Bereits bei sehr leichten Symptomen übertragbar

Das Coronavirus ist offenbar bereits bei sehr leichten Symptomen übertragbar. Das berichteten das Institut für Virologie der Berliner Charite und das Institut für Mikrobiologie der Bundeswehr am Dienstag nach regelmäßigen Untersuchungen der in der Münchner Klinik Schwabing betreuten Patienten.

Die Labors beider Institute stellten demnach in mehreren Fällen fest, dass infektiöse Viren aus dem Nasen- und Rachenraum von Menschen mit geringen Symptomen in Zellkulturen angezüchtet werden können. Die Krankheitszeichen der untersuchten Patienten ähnelten dabei eher einer harmlosen Erkältung als einer schwerwiegenden Lungenentzündung.

Zugleich fanden die Forscher Hinweise darauf, dass sich das neuartige Coronavirus unabhängig von der Lunge auch im Nasen- und Rachenraum sowie im Verdauungstrakt vermehrt. Über eine mögliche Verbreitung über das Verdauungssystem hatten bereits chinesische Experten berichtet.

»Übertragbarkeit des Virus bereits bei milder oder beginnender Erkältungssymptomatik«

"Diese Beobachtungen sind deutliche Hinweise für eine Übertragbarkeit des Virus bereits bei milder oder beginnender Erkältungssymptomatik", schrieben die Virologen aus München und Berlin. Dazu zählen demnach Halsschmerzen, Zeichen einer akuten Nasennebenhöhleninfektion oder ein leichtes Krankheitsgefühl ohne Fieber.

Bereits zuvor hatte unter anderem das Robert-Koch-Institut von einzelnen Fälle berichtet, in denen sich Menschen bei Betroffenen ansteckten, die noch keine Symptome zeigten.

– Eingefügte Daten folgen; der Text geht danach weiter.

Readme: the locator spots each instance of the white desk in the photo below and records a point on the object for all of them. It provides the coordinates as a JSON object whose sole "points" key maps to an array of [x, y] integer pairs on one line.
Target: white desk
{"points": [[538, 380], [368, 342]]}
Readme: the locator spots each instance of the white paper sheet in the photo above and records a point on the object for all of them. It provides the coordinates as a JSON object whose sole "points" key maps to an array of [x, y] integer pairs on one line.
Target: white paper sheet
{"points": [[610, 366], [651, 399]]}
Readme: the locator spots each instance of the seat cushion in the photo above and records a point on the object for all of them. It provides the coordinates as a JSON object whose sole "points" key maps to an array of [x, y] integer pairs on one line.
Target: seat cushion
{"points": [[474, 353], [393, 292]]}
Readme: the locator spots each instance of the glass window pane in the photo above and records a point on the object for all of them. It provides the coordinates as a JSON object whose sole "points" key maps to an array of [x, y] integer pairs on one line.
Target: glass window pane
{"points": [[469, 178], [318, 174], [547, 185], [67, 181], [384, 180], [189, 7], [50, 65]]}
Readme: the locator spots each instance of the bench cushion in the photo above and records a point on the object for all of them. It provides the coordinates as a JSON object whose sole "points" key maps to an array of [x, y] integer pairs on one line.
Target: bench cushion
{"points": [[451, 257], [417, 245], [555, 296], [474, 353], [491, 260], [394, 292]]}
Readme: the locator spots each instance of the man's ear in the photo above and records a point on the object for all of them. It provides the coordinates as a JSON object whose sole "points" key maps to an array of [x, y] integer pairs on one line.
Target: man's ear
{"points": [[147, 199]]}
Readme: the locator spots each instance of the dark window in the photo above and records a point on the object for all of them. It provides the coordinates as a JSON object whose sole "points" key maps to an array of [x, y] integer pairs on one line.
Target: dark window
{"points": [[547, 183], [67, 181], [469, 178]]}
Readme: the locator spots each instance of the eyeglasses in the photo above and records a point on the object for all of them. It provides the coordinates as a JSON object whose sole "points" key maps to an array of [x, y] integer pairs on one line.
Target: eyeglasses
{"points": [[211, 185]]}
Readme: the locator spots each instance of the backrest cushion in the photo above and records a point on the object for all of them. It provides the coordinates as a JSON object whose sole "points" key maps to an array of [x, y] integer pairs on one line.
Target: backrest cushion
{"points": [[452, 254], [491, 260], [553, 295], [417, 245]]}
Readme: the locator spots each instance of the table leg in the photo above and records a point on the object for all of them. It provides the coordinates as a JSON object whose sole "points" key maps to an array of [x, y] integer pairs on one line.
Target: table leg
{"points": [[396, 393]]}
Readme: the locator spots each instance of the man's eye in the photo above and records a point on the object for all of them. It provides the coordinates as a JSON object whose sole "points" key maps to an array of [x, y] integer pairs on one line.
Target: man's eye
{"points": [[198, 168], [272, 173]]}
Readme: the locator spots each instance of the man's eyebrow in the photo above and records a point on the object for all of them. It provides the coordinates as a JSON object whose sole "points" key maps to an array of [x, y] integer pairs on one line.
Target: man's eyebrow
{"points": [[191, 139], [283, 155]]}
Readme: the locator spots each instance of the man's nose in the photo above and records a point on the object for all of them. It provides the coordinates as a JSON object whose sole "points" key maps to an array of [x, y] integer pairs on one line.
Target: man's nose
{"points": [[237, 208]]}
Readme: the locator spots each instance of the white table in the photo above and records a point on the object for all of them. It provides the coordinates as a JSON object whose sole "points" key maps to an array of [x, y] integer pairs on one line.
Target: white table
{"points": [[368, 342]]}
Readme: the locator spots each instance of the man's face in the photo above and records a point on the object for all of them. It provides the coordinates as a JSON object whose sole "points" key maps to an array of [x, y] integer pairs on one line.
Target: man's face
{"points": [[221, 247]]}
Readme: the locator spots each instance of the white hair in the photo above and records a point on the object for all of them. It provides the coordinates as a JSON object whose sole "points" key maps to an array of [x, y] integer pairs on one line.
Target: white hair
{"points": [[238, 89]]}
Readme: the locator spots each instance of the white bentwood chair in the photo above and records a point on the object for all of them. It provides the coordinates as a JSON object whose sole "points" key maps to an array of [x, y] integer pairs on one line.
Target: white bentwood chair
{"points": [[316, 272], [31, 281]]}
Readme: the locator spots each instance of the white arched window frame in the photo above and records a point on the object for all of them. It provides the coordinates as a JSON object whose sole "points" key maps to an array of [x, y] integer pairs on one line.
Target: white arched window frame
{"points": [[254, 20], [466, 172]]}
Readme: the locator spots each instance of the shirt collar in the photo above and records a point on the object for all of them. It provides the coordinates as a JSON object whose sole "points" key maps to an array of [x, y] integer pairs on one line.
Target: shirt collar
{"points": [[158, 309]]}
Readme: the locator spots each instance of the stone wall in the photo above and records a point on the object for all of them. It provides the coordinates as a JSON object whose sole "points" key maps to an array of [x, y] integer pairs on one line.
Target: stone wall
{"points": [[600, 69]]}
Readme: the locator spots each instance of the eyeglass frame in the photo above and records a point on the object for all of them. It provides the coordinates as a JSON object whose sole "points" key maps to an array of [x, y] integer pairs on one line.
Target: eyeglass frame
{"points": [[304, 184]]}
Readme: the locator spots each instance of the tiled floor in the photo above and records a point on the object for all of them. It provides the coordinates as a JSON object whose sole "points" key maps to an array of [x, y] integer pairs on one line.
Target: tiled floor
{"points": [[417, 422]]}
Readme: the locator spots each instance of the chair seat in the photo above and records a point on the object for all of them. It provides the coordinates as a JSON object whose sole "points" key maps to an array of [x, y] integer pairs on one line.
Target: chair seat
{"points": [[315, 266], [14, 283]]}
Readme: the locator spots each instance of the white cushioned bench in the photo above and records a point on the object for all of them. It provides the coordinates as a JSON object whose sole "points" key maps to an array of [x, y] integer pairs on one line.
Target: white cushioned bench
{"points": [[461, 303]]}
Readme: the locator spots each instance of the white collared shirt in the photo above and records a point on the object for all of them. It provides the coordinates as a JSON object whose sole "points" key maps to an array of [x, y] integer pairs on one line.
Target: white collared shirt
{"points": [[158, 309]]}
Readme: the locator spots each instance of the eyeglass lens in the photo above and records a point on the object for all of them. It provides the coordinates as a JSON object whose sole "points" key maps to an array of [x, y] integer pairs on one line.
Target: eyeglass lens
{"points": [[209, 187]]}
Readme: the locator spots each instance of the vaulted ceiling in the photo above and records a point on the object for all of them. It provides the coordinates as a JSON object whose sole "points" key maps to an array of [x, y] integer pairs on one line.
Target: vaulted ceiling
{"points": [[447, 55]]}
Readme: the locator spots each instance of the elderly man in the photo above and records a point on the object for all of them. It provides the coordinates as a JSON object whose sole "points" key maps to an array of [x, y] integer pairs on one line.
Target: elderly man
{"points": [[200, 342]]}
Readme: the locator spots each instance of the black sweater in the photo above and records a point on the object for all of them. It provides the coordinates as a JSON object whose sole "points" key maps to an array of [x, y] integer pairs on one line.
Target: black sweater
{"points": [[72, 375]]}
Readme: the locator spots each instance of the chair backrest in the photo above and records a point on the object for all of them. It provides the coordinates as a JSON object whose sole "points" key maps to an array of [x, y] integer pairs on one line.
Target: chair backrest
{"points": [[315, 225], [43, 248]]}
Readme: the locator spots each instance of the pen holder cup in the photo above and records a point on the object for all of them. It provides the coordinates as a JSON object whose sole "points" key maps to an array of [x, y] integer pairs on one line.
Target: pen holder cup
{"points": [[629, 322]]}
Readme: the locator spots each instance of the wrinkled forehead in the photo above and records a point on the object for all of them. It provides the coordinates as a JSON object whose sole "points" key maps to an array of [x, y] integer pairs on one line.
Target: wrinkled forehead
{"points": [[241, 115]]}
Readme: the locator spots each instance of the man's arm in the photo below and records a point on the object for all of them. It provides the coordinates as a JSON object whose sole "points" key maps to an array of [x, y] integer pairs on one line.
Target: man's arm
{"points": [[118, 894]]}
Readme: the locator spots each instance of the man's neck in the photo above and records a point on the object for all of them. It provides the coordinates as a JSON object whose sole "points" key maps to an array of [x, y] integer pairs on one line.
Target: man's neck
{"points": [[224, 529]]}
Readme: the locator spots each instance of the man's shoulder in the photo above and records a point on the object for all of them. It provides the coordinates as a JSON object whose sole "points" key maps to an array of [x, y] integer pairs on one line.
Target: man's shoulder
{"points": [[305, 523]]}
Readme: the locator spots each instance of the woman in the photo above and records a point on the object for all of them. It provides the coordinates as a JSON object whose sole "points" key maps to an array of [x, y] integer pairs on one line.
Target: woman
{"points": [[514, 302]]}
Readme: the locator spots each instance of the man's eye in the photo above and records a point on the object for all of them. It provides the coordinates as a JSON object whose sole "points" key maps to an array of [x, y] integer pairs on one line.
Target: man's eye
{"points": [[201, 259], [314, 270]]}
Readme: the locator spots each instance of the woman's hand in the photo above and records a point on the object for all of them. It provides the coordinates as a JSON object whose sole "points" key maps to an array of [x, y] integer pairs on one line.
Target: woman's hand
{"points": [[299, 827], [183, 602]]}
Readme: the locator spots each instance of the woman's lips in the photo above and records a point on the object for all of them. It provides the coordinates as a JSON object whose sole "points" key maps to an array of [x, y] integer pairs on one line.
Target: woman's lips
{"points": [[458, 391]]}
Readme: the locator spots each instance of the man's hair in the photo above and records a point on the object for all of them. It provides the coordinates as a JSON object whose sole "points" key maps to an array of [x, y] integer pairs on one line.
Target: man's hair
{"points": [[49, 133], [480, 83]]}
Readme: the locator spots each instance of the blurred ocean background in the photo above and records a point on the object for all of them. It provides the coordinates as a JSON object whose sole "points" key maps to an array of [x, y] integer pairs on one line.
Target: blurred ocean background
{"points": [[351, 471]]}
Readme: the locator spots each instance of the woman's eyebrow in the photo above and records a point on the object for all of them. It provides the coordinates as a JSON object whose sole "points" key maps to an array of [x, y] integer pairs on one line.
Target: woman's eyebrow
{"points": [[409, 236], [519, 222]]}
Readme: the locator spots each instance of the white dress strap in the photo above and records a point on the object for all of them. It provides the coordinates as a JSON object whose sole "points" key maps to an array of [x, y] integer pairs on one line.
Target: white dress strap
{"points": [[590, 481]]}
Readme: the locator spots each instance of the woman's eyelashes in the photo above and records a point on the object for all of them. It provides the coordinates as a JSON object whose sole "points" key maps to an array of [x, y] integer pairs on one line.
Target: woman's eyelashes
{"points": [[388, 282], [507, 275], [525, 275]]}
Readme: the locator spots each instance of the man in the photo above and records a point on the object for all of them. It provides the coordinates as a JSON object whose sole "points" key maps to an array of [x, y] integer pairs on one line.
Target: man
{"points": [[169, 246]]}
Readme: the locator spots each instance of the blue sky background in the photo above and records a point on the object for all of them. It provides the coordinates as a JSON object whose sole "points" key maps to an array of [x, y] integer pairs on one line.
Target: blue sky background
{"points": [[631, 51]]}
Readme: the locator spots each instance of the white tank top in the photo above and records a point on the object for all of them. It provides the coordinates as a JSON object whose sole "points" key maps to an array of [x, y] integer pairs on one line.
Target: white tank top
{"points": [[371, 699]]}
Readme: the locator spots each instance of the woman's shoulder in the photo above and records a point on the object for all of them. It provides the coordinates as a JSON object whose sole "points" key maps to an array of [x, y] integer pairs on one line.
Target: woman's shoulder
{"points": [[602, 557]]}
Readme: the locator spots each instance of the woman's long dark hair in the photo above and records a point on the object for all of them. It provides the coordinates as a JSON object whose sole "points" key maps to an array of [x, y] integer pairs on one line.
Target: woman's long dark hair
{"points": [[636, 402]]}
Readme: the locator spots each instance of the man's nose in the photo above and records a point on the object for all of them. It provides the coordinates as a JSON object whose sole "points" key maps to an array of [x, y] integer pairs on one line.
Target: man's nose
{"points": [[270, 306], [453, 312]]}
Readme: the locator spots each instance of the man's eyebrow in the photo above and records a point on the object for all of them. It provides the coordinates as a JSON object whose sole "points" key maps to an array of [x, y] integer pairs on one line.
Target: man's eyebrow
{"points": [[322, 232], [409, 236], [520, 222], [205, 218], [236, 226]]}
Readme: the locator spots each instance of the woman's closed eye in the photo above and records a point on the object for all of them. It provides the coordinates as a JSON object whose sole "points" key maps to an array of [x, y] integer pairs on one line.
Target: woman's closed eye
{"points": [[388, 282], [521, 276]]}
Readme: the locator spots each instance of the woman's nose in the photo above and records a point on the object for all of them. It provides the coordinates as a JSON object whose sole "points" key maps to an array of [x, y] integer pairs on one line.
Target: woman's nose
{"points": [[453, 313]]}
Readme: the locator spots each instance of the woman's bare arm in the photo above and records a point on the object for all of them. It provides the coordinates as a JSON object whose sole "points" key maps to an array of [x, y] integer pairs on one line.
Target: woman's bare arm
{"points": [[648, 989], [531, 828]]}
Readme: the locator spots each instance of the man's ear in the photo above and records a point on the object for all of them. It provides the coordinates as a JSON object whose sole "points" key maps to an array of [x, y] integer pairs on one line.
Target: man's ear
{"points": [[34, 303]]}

Die Experten der Charite und des Bundeswehrinstituts wiesen ihren Befunden eine große Bedeutung für die Kontrolle der Ausbreitung des Virus zu. Daher seien die Erkenntnisse noch vor dem endgültigen Abschluss der wissenschaftlichen Untersuchungen sofort an die Gesundheitsbehörden gegeben worden.

Trotz der massiven Schutzvorkehrungen konnte die Ausbreitung des Coronavirus in China bisher nicht gebremst werden. Nach Regierungsangaben infizierten sich inzwischen mehr als 20.000 Menschen mit dem Erreger. 425 Menschen in Festlandchina starben daran. Außerhalb Chinas gab es bisher jeweils einen Todesfall in Hongkong und in der philippinischen Hauptstadt Manila.